Whereas with [Final Fantasy] XIV, it was my opportunity to get in from the ground floor, and work with the world-building team, and the scenario teams to create this world and create things like the dragon language, which I got a chance to create from the ground up, or create the naming conventions for the characters and languages and backgrounds and things like that. Getting a chance to decide on characterisations, and the directions some of these stories might go was really exciting to me.
But at the same time, being there and seeing how the game development was going, and kinda realising that, ‘OK this might not be good,’ and then fully realising, ‘OK this is not gonna be good.’ But then coming to that realisation that ‘OK, it doesn’t matter what the project is doing right now, I need to concentrate on my section,’ so trying to get at least a great localisation out there.
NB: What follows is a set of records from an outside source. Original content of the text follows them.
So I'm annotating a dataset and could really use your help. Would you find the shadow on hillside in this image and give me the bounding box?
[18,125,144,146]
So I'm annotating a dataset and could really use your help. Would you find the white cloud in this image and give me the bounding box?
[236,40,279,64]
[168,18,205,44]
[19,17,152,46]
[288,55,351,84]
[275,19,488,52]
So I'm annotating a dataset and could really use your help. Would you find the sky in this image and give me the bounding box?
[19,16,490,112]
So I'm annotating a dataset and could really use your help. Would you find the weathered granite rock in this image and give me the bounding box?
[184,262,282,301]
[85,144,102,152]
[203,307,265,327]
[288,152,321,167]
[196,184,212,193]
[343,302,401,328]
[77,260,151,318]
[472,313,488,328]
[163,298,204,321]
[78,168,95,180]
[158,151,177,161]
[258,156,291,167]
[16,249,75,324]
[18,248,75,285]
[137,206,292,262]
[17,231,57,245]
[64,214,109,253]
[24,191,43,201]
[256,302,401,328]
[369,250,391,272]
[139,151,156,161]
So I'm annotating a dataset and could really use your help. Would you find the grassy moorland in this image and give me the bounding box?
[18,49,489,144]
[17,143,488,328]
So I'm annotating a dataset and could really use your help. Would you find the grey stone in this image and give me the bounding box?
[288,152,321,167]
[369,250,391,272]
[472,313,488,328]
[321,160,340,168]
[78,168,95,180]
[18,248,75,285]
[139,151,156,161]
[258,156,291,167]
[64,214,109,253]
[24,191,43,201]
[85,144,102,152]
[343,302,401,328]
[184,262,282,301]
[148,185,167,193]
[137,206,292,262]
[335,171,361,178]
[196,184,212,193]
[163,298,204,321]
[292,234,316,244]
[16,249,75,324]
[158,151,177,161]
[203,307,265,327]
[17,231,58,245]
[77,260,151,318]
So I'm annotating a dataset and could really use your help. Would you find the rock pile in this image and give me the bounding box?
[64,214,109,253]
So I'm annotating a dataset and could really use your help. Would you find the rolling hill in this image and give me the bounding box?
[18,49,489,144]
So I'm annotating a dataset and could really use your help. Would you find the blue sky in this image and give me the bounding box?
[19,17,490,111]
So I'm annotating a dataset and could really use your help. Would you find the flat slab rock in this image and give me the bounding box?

Then comes the launch, then comes the blowback from fans, then the change in leadership over here.
It was a whirlwind. People were frustrated, some people were leaving the project, some people were depressed about what had happened, they’d put two or three years of their lives into this and it’d come to this. And then [A Realm Reborn director Naoki] Yoshida-san comes in and gives us all a new hope, he gives us this vision, takes the reins and turn things around. I’d never been part of anything like that, where you’re so dedicated to something, you see it come crashing down, and then you see someone come in and bring it back up.
And it wasn’t just him bringing it up, it was him telling us that we could do it, and us believing in that, and following him, and really bringing it back.
There were major ups and downs. Literally very depressed for a long amount of time, going home on the last train, so I’d take a train at 12:30, go home at maybe two in the morning, and literally be back on a train five hours later, coming into work for the next day, times three or four weeks of crunch, only to see the worst reviews you’d ever seen, and thinking ‘Oh my god,’ but then getting a second chance. Doing the exact same thing, staying late, but not feeling bad about it knowing that you’re taking things in the right direction.
Just getting a chance to do that has been exciting, and it’s been a growing experience for me. No longer can I take things for granted, because I know that the minute you stop putting 100 per cent in, the same thing could happen again, so you’re always on your toes now. It was interesting, to say the least.